By Anna Lynn Spitzer
Irvine, Calif., April 10, 2009 -- "A “smart grid” that could efficiently and reliably provide electricity to power-hungry Southern California moved one step closer to reality this week.
One hundred fifty researchers, faculty and students from industry, government and academia convened at Calit2 at UCI for the Smart Grid Research Symposium, sponsored by a consortium that included Southern California Edison, UCI, USC, Caltech and UCLA.
Participants brainstormed about how to create the next-generation grid that uses the power of information technology to track consumer use of electricity, raise and lower rates during peak and non-peak times and incorporate distributed power generation into its system.
Speakers from Edison, the California Energy Commission, IBM Thomas J Watson Research Center, Google and Cisco, to name a few, discussed what research will be required and which problems will have to be solved in order to create a cleaner, smarter energy future for the Southland.
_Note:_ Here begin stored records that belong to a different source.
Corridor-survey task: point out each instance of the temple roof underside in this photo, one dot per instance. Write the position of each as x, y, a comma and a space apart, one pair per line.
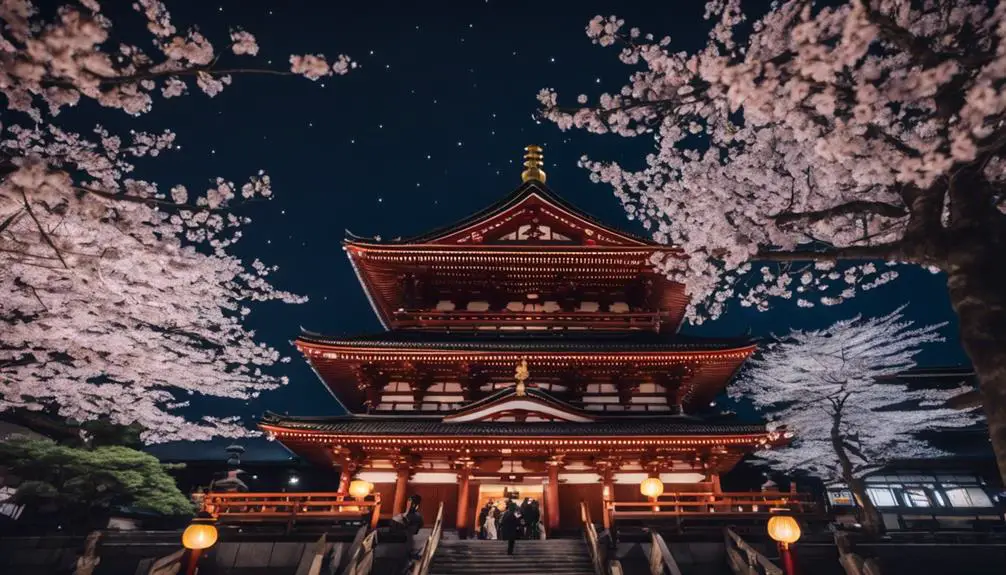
529, 261
427, 372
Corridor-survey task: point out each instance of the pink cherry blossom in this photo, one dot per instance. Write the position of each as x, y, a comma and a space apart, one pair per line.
122, 296
848, 132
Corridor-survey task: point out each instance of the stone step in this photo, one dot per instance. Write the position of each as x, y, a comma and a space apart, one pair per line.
536, 557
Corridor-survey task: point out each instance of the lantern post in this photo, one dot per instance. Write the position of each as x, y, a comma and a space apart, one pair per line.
785, 531
199, 535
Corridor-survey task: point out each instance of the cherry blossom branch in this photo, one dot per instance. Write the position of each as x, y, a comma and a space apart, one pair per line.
115, 80
11, 219
115, 196
892, 250
22, 283
854, 207
41, 229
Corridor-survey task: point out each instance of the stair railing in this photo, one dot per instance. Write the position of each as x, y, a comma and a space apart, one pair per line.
422, 565
361, 559
744, 559
599, 553
661, 560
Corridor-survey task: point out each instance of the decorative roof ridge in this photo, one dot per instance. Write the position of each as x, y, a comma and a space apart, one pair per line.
271, 416
367, 427
532, 392
489, 342
515, 197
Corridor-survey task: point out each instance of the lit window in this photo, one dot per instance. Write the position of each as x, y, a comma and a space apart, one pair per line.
915, 497
840, 497
881, 497
968, 497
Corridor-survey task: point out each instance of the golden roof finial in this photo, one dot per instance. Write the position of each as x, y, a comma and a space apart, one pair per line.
533, 162
521, 376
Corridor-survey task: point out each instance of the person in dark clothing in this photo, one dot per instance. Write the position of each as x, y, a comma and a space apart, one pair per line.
533, 518
510, 525
525, 512
410, 522
483, 514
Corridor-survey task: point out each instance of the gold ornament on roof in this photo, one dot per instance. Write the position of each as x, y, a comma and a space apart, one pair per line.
533, 161
521, 376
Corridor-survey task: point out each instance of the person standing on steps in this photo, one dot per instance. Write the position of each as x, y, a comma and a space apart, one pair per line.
409, 522
481, 525
490, 521
510, 526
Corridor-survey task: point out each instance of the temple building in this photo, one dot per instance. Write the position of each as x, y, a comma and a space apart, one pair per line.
529, 351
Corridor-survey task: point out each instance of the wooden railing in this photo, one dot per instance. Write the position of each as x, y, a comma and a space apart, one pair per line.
602, 320
290, 507
599, 555
361, 557
422, 565
744, 559
661, 560
677, 505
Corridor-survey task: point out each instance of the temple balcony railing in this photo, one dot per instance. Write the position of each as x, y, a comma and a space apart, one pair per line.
675, 506
530, 321
289, 508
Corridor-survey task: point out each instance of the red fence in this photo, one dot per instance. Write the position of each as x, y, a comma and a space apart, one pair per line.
710, 505
289, 508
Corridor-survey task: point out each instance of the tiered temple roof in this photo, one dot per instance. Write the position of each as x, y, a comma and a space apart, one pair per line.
526, 343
Specific areas identified include networking, distributed
systems, security, embedded systems and software architecture.
Other presenters included the Electric Power Research Institute, the Pacific Northwest National Laboratory, Electricité de France, Lawrence Livermore National Laboratory and the UC Office of the President.
Afternoon breakout sessions addressed IT architecture for the smart grid, workforce and asset optimization, the smart grid and society, and security, resilience and robustness.
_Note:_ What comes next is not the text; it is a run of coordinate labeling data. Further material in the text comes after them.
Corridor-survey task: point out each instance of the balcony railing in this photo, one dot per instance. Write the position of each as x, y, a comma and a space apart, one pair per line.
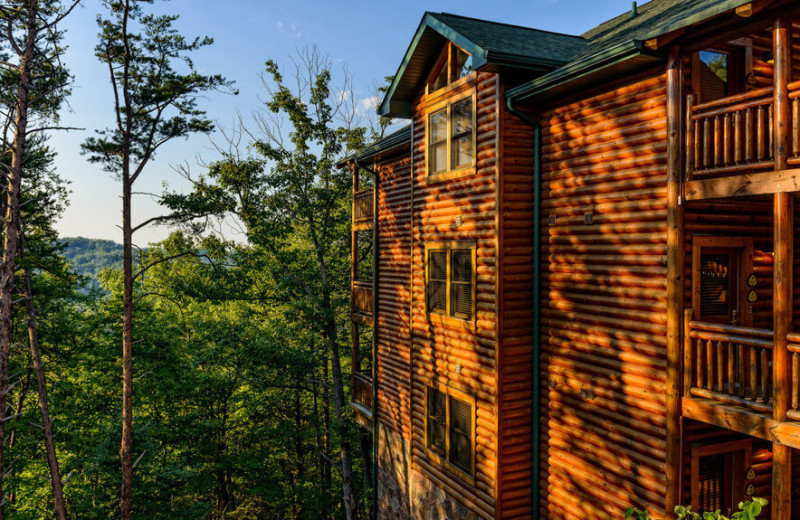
730, 135
729, 363
363, 206
794, 96
794, 349
362, 298
362, 390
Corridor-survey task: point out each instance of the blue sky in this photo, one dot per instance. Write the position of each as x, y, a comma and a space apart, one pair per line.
369, 36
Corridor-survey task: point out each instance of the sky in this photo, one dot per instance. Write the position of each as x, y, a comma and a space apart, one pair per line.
370, 37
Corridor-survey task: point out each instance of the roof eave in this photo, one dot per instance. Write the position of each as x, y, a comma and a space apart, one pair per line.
578, 69
388, 106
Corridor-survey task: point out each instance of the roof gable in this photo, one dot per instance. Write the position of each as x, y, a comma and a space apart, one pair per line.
489, 43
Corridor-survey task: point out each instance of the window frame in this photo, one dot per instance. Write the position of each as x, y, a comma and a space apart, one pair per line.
741, 250
443, 460
447, 317
728, 449
451, 172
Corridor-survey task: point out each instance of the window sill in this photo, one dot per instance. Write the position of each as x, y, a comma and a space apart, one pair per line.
466, 171
442, 463
443, 319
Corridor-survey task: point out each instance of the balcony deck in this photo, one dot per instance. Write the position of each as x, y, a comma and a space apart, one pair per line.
728, 380
730, 146
361, 302
363, 209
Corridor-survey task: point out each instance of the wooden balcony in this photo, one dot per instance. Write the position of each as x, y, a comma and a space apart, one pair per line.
363, 209
361, 302
730, 146
729, 364
361, 400
728, 380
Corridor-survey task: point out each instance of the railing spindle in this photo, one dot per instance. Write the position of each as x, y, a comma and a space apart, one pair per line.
727, 126
764, 377
796, 127
761, 133
749, 135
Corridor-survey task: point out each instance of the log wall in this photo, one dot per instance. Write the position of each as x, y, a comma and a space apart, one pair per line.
394, 336
462, 357
603, 359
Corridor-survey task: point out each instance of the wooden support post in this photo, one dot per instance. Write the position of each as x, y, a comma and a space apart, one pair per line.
674, 276
782, 279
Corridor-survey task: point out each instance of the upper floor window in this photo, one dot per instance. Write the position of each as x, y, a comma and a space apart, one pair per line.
450, 423
451, 137
723, 71
451, 280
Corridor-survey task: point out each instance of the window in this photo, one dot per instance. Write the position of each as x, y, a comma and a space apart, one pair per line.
453, 64
723, 71
720, 475
720, 269
451, 137
450, 426
450, 280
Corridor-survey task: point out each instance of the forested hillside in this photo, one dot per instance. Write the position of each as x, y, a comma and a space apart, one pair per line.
90, 256
209, 378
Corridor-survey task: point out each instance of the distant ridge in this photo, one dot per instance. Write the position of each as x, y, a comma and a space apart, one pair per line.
89, 256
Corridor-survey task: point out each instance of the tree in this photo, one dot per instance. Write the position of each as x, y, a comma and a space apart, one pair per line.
294, 204
35, 85
154, 103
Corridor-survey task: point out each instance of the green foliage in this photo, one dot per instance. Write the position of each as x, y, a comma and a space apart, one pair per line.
749, 510
155, 83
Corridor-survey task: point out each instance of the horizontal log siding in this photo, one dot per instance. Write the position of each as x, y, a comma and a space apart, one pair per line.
603, 360
437, 349
394, 295
516, 345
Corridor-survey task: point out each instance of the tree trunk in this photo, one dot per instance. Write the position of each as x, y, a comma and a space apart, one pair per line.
126, 446
59, 505
11, 220
330, 333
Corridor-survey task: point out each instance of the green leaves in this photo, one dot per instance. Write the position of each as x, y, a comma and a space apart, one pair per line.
749, 510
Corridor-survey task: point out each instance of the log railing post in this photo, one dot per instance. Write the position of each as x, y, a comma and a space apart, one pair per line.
688, 353
674, 277
782, 292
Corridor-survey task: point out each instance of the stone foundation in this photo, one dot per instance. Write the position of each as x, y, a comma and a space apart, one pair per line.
394, 466
406, 494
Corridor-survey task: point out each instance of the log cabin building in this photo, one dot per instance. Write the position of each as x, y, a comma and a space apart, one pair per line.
573, 284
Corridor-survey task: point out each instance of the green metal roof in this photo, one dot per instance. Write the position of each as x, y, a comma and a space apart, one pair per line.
490, 44
391, 141
619, 43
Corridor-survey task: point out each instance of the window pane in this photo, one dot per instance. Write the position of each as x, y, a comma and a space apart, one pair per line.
461, 266
461, 300
713, 75
714, 285
460, 435
438, 157
438, 126
437, 416
462, 151
437, 264
462, 117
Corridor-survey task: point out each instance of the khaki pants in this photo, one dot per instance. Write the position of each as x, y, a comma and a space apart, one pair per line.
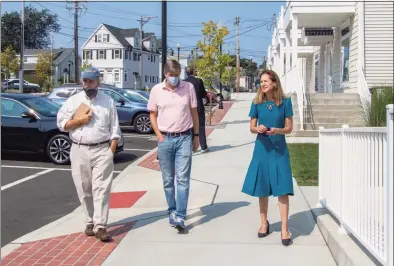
92, 170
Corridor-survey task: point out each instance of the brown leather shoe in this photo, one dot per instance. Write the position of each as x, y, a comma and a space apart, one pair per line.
89, 230
103, 235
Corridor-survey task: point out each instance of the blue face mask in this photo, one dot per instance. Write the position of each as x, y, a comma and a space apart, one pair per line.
173, 81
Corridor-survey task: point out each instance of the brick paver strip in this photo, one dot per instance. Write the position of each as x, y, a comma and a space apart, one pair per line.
151, 161
124, 199
74, 249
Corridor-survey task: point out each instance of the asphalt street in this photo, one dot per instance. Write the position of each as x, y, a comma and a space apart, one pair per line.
35, 192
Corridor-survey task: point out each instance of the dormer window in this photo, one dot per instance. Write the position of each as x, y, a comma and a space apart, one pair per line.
102, 38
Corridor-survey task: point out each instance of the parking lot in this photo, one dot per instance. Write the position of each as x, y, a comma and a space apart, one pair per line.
35, 192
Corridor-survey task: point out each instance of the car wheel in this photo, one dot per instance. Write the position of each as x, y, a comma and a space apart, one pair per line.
219, 98
142, 124
58, 149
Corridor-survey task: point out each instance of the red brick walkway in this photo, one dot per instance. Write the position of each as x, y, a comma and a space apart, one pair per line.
151, 162
75, 249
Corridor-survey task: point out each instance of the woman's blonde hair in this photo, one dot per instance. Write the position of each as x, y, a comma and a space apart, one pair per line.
278, 91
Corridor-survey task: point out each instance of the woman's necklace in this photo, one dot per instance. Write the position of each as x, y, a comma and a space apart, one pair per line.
269, 105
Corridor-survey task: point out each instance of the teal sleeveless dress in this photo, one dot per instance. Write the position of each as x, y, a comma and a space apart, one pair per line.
269, 172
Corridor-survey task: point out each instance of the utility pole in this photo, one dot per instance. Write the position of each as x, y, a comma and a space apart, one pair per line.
163, 36
238, 52
220, 71
142, 23
76, 58
52, 81
21, 57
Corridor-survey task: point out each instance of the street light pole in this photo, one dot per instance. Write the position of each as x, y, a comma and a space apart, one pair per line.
179, 48
142, 23
163, 37
21, 57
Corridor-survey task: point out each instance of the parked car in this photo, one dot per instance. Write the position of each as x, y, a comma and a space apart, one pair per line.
28, 124
210, 96
226, 94
131, 104
13, 84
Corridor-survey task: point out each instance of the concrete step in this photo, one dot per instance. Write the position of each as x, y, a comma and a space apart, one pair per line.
333, 107
330, 96
343, 120
326, 113
305, 133
325, 96
314, 102
328, 125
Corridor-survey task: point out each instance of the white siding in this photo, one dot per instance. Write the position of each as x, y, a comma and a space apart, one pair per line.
92, 44
336, 61
379, 42
353, 50
310, 74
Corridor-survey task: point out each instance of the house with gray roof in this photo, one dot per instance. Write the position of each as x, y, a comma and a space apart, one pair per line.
116, 52
63, 61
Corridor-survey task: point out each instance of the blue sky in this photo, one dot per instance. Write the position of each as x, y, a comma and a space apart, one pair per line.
184, 21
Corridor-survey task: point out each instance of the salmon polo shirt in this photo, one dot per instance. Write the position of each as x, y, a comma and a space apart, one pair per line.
173, 106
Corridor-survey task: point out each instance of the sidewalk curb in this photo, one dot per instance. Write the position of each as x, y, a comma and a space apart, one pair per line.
7, 249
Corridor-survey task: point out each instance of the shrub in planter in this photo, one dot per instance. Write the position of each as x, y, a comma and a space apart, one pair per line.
376, 110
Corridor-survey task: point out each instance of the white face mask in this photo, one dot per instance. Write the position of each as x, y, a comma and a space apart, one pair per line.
173, 81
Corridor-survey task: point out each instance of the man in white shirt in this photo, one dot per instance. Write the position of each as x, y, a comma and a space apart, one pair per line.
95, 133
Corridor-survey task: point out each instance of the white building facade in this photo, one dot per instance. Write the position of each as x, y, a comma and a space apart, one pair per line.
116, 53
333, 47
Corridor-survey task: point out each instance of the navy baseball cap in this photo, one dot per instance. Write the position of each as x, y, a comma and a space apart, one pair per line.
90, 73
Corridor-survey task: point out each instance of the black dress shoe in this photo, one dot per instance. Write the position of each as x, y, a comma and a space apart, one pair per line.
286, 242
260, 235
89, 230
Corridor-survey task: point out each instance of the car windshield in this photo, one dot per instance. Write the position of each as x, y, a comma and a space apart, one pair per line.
133, 96
144, 94
43, 106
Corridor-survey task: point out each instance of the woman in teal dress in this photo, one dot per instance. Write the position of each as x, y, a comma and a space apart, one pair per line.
269, 173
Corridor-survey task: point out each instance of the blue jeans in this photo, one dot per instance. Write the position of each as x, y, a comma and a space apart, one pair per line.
175, 158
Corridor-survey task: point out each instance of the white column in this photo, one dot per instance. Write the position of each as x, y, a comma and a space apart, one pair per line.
326, 74
389, 188
322, 67
281, 57
288, 49
294, 46
336, 61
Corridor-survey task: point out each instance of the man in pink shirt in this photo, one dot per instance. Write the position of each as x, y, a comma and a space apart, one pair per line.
174, 118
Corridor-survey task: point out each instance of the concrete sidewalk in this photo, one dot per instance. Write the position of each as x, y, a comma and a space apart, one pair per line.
222, 222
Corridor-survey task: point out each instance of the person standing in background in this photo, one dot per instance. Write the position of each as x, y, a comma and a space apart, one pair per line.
91, 119
201, 93
174, 118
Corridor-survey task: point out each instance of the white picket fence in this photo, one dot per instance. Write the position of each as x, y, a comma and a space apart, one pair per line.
356, 183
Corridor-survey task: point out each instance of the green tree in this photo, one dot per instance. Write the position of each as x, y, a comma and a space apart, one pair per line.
211, 63
9, 61
85, 65
229, 76
44, 70
38, 26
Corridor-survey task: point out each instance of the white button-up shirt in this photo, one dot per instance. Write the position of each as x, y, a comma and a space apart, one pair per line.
104, 124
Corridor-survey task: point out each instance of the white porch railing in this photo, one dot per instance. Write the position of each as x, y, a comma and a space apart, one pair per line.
356, 183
Scott Samuelsen, director of UCI’s Advanced Power and Energy Program, facilitated the Smart Grid and Society session. Participants discussed the use of economic incentives to encourage use of renewable energy and reduce demand during peak load periods. They also traded ideas about pluggable hybrid electric vehicles, user interfaces, dynamic pricing and incorporation of solar and wind power into the grid.
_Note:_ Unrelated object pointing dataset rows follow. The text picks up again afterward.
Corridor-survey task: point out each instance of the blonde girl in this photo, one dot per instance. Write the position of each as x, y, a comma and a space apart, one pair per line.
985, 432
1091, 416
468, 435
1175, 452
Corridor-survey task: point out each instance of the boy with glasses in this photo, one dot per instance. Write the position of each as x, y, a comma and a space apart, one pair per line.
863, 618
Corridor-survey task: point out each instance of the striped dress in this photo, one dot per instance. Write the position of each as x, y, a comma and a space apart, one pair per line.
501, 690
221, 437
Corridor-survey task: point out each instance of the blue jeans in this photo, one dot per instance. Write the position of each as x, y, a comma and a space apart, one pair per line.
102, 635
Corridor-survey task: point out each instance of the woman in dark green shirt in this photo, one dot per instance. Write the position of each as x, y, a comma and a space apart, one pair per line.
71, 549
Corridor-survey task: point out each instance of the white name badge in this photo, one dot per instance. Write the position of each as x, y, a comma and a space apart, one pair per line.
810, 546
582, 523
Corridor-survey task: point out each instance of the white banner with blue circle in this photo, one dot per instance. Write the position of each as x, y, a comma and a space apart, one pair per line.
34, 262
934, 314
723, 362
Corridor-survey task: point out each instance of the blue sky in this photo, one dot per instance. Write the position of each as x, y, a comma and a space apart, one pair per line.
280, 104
Samuelsen was interviewed during the conference lunch break by David Nazar of KOCE-TV for a segment to air on “Inside O.C.” He described the smart grid of the future, comparing today’s systems to features on a 1950s-era automobile, which had little in the way of built-in technology. Cars today, he said, are equipped with a range of sensing devices that make them smarter and more responsive. “That’s the direction our electric grid needs to go – from a mid-20th century design to a 21st-century intelligent-systems approach.”